Vakantievriendschap is leuk zolang het op een laag pitje is, maar Michel en Petra beten zich zo ongeveer in ons vast. Hun kinderen waren sowieso niet weg te slaan, maar zijzelf ook niet. Ze bleven maar langskomen, ze konden nog geen loopje naar de supermarkt doen zonder een tussenstop bij ons. Ze huurden een boot zonder ons medeweten en eisten zo’n beetje dat we meegingen – mijn man en ik waren niet snel genoeg met nee zeggen. Ze namen hun bord mee als ze zagen dat wij aan het eten waren en schoven dan aan bij ons, zelfs als wij duidelijk maakten dat we liever met ons gezin alleen aten. Hun tent was maar een paar tenten bij die van ons verwijderd, dus als we, om van ze af te zijn, zeiden dat we iets anders gingen doen, moesten we ook echt weg.

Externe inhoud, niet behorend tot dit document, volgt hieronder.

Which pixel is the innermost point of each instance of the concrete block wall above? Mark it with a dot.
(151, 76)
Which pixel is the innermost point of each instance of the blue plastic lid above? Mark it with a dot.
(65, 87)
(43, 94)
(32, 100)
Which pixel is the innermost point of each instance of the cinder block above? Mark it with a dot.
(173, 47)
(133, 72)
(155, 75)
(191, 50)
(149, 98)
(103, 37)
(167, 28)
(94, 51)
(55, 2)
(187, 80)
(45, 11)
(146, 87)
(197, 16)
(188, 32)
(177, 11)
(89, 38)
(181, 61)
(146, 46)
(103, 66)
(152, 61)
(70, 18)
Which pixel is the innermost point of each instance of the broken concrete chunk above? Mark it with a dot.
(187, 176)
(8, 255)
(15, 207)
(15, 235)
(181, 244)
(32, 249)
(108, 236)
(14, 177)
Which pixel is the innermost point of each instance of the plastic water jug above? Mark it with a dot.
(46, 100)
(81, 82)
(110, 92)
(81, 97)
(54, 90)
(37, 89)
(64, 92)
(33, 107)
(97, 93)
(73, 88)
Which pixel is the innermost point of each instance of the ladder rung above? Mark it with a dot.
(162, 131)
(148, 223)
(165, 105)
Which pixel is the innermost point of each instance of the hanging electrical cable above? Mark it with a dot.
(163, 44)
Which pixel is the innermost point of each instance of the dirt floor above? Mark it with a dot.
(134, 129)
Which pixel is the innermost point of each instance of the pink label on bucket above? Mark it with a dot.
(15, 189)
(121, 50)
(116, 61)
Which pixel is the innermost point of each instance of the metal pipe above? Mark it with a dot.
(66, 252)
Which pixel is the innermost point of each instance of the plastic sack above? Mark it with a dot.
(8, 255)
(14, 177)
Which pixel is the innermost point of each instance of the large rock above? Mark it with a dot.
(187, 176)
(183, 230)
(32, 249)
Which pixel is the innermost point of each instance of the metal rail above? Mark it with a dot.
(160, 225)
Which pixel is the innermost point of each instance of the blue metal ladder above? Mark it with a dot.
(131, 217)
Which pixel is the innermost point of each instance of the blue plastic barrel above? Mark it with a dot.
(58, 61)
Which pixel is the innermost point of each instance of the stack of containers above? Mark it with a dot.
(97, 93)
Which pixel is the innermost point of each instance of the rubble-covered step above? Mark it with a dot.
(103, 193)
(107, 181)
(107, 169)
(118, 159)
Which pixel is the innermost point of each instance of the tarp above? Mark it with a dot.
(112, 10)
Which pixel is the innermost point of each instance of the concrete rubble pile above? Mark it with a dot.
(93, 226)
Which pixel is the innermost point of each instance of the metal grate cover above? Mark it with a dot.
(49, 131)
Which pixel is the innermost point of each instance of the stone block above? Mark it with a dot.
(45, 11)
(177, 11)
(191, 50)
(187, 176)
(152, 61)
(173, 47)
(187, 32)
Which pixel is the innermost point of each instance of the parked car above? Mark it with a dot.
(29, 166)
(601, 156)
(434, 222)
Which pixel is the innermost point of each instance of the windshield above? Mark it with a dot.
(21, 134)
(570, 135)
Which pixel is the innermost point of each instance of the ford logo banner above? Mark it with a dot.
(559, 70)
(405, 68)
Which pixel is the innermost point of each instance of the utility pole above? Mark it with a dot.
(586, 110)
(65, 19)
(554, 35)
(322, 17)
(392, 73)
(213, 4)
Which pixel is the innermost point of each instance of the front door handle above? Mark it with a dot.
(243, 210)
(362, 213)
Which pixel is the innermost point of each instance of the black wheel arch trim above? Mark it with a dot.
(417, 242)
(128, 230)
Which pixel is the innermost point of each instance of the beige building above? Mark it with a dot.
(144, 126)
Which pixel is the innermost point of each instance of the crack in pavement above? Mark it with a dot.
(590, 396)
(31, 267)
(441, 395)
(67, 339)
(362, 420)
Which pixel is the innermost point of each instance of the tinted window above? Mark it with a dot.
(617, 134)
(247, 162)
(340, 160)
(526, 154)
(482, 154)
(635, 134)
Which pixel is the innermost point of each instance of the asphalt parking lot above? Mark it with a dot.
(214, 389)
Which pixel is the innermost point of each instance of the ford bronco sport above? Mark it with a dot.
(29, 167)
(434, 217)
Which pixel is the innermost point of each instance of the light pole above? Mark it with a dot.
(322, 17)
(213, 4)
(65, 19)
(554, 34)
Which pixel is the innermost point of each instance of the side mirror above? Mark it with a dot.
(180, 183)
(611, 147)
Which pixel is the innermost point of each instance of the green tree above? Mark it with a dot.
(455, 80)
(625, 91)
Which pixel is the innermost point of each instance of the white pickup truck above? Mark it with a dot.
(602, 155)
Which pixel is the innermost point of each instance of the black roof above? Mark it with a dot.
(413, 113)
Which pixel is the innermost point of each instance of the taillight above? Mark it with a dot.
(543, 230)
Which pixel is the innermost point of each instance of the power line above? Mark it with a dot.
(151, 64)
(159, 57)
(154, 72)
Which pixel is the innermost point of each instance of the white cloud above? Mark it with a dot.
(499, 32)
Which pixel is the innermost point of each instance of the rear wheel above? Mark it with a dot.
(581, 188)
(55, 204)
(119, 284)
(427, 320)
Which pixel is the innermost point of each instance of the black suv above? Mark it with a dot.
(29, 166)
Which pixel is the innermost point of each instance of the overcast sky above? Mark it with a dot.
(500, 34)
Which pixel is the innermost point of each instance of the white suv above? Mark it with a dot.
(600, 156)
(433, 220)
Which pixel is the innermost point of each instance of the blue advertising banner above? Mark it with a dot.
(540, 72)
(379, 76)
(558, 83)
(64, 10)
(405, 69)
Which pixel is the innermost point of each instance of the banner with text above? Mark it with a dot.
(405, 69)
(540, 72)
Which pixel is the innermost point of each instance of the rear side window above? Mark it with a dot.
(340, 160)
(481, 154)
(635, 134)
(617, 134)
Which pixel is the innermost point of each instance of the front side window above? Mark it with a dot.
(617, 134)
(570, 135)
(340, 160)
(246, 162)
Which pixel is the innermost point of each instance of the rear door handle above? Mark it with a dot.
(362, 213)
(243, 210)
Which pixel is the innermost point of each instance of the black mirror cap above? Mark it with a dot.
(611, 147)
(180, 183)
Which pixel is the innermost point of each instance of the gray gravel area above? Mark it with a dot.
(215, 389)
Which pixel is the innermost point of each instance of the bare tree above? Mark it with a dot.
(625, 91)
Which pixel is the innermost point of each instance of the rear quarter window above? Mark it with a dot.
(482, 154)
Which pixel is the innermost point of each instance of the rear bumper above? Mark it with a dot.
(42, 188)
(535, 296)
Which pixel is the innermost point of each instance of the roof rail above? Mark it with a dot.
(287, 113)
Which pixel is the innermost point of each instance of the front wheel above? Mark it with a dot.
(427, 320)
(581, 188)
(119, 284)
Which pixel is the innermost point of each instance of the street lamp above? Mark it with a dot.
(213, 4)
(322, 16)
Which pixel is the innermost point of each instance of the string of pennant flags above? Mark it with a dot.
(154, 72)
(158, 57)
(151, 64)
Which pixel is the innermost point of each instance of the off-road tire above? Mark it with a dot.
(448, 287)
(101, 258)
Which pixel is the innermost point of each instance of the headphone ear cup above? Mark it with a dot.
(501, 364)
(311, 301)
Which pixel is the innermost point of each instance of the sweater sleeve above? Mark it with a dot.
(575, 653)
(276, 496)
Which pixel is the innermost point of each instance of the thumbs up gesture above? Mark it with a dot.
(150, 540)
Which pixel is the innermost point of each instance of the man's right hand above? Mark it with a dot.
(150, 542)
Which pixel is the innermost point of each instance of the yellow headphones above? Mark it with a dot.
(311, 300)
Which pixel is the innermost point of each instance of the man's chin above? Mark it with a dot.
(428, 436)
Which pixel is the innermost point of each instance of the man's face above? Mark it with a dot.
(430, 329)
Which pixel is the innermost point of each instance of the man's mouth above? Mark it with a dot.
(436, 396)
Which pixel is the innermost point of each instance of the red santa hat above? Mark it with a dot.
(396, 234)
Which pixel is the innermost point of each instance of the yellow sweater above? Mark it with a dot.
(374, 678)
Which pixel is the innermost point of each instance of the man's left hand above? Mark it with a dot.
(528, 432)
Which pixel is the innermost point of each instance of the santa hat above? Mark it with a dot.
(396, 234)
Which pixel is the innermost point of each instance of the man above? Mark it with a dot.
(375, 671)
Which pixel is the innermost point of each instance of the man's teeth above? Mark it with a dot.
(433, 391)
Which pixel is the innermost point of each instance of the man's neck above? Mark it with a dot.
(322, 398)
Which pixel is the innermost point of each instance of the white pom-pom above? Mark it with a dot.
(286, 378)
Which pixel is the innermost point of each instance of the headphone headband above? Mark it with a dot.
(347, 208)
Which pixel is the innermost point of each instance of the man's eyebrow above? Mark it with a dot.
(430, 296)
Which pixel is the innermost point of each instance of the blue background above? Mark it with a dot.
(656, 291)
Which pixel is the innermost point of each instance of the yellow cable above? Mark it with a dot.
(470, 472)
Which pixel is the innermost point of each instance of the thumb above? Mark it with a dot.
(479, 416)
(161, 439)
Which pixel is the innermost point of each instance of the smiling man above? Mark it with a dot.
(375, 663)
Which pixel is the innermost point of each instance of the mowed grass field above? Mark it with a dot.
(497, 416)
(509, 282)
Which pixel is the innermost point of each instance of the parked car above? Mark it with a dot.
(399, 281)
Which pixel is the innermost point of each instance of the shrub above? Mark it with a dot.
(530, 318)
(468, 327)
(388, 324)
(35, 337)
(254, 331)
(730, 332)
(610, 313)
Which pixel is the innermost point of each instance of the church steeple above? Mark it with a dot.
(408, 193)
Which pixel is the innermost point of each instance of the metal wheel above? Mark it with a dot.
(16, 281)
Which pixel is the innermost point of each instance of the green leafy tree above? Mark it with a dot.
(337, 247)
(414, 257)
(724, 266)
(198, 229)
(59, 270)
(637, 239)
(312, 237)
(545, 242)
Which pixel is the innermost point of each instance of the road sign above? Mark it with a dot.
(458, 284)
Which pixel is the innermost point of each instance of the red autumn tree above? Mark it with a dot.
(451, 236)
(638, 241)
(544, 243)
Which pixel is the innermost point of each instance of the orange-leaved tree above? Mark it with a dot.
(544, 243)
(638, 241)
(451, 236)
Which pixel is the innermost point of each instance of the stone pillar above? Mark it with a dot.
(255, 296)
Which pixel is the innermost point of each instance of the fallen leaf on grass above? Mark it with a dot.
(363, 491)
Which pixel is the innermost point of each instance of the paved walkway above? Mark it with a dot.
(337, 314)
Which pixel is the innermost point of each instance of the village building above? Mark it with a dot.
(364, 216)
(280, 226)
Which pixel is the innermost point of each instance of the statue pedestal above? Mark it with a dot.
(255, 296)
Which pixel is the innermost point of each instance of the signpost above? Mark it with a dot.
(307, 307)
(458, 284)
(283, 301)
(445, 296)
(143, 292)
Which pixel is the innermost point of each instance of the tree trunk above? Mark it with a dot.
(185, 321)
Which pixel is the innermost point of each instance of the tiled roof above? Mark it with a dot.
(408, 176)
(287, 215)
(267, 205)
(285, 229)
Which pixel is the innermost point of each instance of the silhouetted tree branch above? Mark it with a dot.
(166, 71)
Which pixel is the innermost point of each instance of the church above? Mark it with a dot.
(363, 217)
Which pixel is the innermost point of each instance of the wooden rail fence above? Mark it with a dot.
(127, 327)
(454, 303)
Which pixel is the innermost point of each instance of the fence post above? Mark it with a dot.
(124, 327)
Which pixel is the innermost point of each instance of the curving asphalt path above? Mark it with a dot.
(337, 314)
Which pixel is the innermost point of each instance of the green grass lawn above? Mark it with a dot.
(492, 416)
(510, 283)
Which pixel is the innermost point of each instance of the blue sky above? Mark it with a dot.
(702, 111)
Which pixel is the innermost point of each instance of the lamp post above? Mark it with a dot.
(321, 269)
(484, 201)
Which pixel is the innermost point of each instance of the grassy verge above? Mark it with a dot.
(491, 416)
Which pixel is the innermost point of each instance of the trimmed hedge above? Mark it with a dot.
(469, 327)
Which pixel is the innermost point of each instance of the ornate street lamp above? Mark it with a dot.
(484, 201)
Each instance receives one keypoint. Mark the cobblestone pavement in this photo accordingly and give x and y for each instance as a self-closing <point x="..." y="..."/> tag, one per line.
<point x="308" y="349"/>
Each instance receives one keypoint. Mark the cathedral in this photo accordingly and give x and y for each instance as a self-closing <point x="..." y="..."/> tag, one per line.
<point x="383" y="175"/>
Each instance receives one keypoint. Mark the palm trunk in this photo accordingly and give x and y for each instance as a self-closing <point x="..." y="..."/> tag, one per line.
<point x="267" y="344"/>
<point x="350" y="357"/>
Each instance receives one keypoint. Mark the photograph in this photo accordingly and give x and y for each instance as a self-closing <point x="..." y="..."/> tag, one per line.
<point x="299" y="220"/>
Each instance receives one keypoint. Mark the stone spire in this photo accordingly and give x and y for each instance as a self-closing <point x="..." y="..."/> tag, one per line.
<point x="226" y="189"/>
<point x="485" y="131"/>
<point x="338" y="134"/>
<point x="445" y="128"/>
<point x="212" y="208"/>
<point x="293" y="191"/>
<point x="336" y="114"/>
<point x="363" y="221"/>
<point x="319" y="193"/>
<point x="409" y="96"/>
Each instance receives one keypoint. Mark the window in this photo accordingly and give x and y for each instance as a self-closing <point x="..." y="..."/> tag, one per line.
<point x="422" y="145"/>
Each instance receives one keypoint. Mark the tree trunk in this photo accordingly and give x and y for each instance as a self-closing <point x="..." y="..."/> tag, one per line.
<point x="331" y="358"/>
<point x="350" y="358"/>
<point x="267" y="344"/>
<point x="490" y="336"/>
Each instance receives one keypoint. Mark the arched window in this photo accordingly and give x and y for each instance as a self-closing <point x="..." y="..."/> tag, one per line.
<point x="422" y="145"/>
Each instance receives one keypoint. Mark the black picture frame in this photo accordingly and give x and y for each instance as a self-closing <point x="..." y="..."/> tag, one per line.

Het was vreselijk, mijn man en ik ruzieden van pure irritatie ook de hele tijd met elkaar. Na tien dagen, vier dagen voordat we moesten vertrekken, hield ik het niet meer uit. Ik was gewoon benauwd van hun voortdurende aanwezigheid, de voortdurende blikken. Als ik ook maar éven ging zitten, stonden ze er weer. Doof voor mijn ‘nee’. We boekten op stel en sprong een andere camping voor die laatste dagen en vertrokken met de bewering dat dat al die tijd al de bedoeling was geweest. ‘Waar gaan jullie heen?’ vroegen Michel en Petra. ‘Wij zoeken ook nog iets voor de laatste week.’ Heel erg, maar ik heb een heel andere camping doorgegeven. En daarna hun nummers geblokkeerd.”
Een heerlijk waterbed
Eline (43): “Mijn vrienden grappen er nog steeds over: Eline moet een waterbed. En ik moet toegeven dat het heerlijk slaapt als je een beetje ronddobbert. Zo deed ik het ook op vakantie aan de Costa Brava, waar mijn man en ik elke dag een ander klein baaitje opzochten en daar, niet gestoord door hordes luidruchtige badgasten, heerlijke stranddagen hadden. Die baaitjes zijn vaak rustig omdat er niets is: geen horeca, geen vermaak, geen watersport en ook geen strandwacht. Die laatste hadden we alleen wel kunnen gebruiken toen ik, zoals ik wel vaker deed, ronddobberde op mijn luchtbed.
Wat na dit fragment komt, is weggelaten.